Retrieve academic papers by structured metadata, perform semantic chunk search for RAG, and read byte-range content for citation-grade scientific literature.
---
name: sciverse-academic-retrieval
slug: academic-retrieval
version: 0.6.3
description: Sciverse academic paper retrieval: structured metadata search, semantic chunk retrieval for RAG, and byte-range content reading. For agent workflows that need citation-grade scientific literature.
license: Apache-2.0
homepage: https://sciverse.space
---
# academic-retrieval
Sciverse academic paper retrieval: structured metadata search, semantic chunk retrieval for RAG, and byte-range content reading. For agent workflows that need citation-grade scientific literature.
## When to use
Trigger this skill when the user's request involves any of:
- Locating academic papers by structured criteria (authors, year, journal, subjects)
- Grounding answers in paper excerpts (RAG / citations)

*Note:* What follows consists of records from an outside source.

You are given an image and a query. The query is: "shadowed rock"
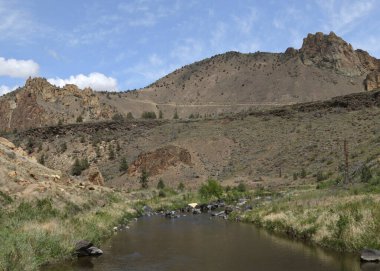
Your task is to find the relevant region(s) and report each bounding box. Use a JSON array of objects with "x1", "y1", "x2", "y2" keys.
[{"x1": 360, "y1": 249, "x2": 380, "y2": 262}]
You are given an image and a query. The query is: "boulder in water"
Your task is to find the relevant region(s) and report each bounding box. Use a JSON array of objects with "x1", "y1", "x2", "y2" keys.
[
  {"x1": 74, "y1": 240, "x2": 103, "y2": 257},
  {"x1": 360, "y1": 248, "x2": 380, "y2": 262}
]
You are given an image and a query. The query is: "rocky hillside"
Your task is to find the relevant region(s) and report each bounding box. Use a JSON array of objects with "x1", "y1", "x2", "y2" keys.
[
  {"x1": 0, "y1": 33, "x2": 380, "y2": 131},
  {"x1": 9, "y1": 91, "x2": 380, "y2": 191},
  {"x1": 0, "y1": 78, "x2": 115, "y2": 131},
  {"x1": 115, "y1": 33, "x2": 380, "y2": 118},
  {"x1": 0, "y1": 137, "x2": 65, "y2": 201}
]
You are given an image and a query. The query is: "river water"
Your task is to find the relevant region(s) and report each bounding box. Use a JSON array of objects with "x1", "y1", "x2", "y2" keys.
[{"x1": 44, "y1": 215, "x2": 380, "y2": 271}]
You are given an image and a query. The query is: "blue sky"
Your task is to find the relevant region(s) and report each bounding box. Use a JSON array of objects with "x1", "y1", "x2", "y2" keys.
[{"x1": 0, "y1": 0, "x2": 380, "y2": 95}]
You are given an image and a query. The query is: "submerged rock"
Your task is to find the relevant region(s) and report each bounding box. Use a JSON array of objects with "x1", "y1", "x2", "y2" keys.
[
  {"x1": 74, "y1": 240, "x2": 103, "y2": 257},
  {"x1": 360, "y1": 248, "x2": 380, "y2": 262}
]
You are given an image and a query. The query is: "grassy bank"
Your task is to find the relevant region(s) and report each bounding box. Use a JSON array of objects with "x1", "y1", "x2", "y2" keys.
[
  {"x1": 233, "y1": 175, "x2": 380, "y2": 251},
  {"x1": 0, "y1": 192, "x2": 135, "y2": 271}
]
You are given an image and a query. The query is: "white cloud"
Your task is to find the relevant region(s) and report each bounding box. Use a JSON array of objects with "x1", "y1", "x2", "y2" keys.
[
  {"x1": 118, "y1": 0, "x2": 180, "y2": 27},
  {"x1": 0, "y1": 85, "x2": 18, "y2": 96},
  {"x1": 210, "y1": 22, "x2": 227, "y2": 48},
  {"x1": 0, "y1": 57, "x2": 40, "y2": 78},
  {"x1": 48, "y1": 72, "x2": 118, "y2": 91},
  {"x1": 234, "y1": 8, "x2": 258, "y2": 34},
  {"x1": 170, "y1": 38, "x2": 203, "y2": 64},
  {"x1": 317, "y1": 0, "x2": 375, "y2": 34},
  {"x1": 0, "y1": 0, "x2": 50, "y2": 44},
  {"x1": 234, "y1": 41, "x2": 260, "y2": 53}
]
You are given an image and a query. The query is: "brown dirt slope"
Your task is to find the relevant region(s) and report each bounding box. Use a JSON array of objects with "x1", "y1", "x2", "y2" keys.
[
  {"x1": 115, "y1": 32, "x2": 380, "y2": 118},
  {"x1": 10, "y1": 91, "x2": 380, "y2": 191},
  {"x1": 0, "y1": 33, "x2": 380, "y2": 131}
]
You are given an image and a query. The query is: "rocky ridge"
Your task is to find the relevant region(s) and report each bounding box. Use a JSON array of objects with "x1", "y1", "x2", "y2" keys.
[
  {"x1": 0, "y1": 78, "x2": 115, "y2": 130},
  {"x1": 0, "y1": 32, "x2": 380, "y2": 131}
]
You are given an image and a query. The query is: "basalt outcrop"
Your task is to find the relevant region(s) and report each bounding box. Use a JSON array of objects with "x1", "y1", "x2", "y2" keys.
[
  {"x1": 0, "y1": 78, "x2": 115, "y2": 130},
  {"x1": 299, "y1": 32, "x2": 380, "y2": 77},
  {"x1": 128, "y1": 145, "x2": 191, "y2": 176},
  {"x1": 0, "y1": 32, "x2": 380, "y2": 130}
]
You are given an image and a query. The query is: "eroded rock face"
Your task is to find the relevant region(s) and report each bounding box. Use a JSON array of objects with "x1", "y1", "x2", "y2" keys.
[
  {"x1": 87, "y1": 166, "x2": 104, "y2": 186},
  {"x1": 364, "y1": 71, "x2": 380, "y2": 90},
  {"x1": 0, "y1": 78, "x2": 116, "y2": 130},
  {"x1": 128, "y1": 145, "x2": 191, "y2": 176},
  {"x1": 300, "y1": 32, "x2": 379, "y2": 76}
]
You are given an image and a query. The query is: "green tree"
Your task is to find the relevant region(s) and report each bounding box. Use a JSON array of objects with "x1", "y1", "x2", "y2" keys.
[
  {"x1": 199, "y1": 179, "x2": 223, "y2": 199},
  {"x1": 139, "y1": 169, "x2": 149, "y2": 189},
  {"x1": 157, "y1": 178, "x2": 165, "y2": 189},
  {"x1": 119, "y1": 157, "x2": 128, "y2": 172}
]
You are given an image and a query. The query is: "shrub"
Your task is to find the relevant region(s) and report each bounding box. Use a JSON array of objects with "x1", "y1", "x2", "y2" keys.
[
  {"x1": 71, "y1": 158, "x2": 90, "y2": 176},
  {"x1": 177, "y1": 182, "x2": 185, "y2": 191},
  {"x1": 173, "y1": 109, "x2": 179, "y2": 119},
  {"x1": 139, "y1": 169, "x2": 149, "y2": 189},
  {"x1": 300, "y1": 168, "x2": 307, "y2": 179},
  {"x1": 316, "y1": 171, "x2": 327, "y2": 182},
  {"x1": 112, "y1": 113, "x2": 124, "y2": 121},
  {"x1": 127, "y1": 112, "x2": 134, "y2": 120},
  {"x1": 141, "y1": 111, "x2": 157, "y2": 119},
  {"x1": 37, "y1": 154, "x2": 45, "y2": 165},
  {"x1": 157, "y1": 179, "x2": 165, "y2": 189},
  {"x1": 60, "y1": 142, "x2": 67, "y2": 153},
  {"x1": 293, "y1": 172, "x2": 298, "y2": 181},
  {"x1": 119, "y1": 157, "x2": 128, "y2": 172},
  {"x1": 26, "y1": 137, "x2": 35, "y2": 154},
  {"x1": 360, "y1": 165, "x2": 372, "y2": 183},
  {"x1": 158, "y1": 190, "x2": 166, "y2": 198},
  {"x1": 236, "y1": 183, "x2": 247, "y2": 193},
  {"x1": 199, "y1": 179, "x2": 223, "y2": 199},
  {"x1": 108, "y1": 145, "x2": 115, "y2": 160}
]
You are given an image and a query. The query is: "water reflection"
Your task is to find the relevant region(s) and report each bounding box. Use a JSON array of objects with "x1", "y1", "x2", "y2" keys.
[{"x1": 44, "y1": 215, "x2": 380, "y2": 271}]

- Expanding the original text around a known doc_id (more bytes before/after a chunk)
## Authentication
This skill requires the `SCIVERSE_API_TOKEN` environment variable
(obtain from https://sciverse.space). Optionally set `SCIVERSE_BASE_URL`
to override the default API base URL.
## Tools
### search_papers
Search academic papers by structured filters (title, authors, journal,
year, subjects, etc.).
Use when: "find Hinton's papers from 2020-2023", "Nature papers on
CRISPR".
Not for: natural-language Q&A retrieval (use semantic_search) or
full-text snippets (use read_content).
Returns: list of papers; each entry has unique_id (always present),
doc_id (only when full text exists), title, author, abstract,
publication_venue_name_unified, publication_published_year.
**Invoke**: `node scripts/search_papers.mjs '<JSON args>'`
### semantic_search
Natural-language semantic search returning relevant paper chunks for
RAG-style answering.
Use when: "How does Transformer attention work?", "What are recent
methods for protein structure prediction?".
Not for: precise field filtering (use search_papers) or fetching full
original text (use read_content).
Returns: list of chunks; each entry has chunk_id, doc_id, abstract,
chunk, score, title, offset.
Typical chain: semantic_search → pick chunk → read_content(doc_id,
offset).
**Invoke**: `node scripts/semantic_search.mjs '<JSON args>'`
### list_catalog
Returns the schema catalog for search_papers: every field name, type,
whether it's filterable / sortable, default-return status, human
description, and applicable FilterOperators.
Use when: "Which field do I filter by DOI?", "What values can
access_oa_status take?", "What's the right enum for metadata_type?".
Not for: actually searching papers (use search_papers / semantic_search).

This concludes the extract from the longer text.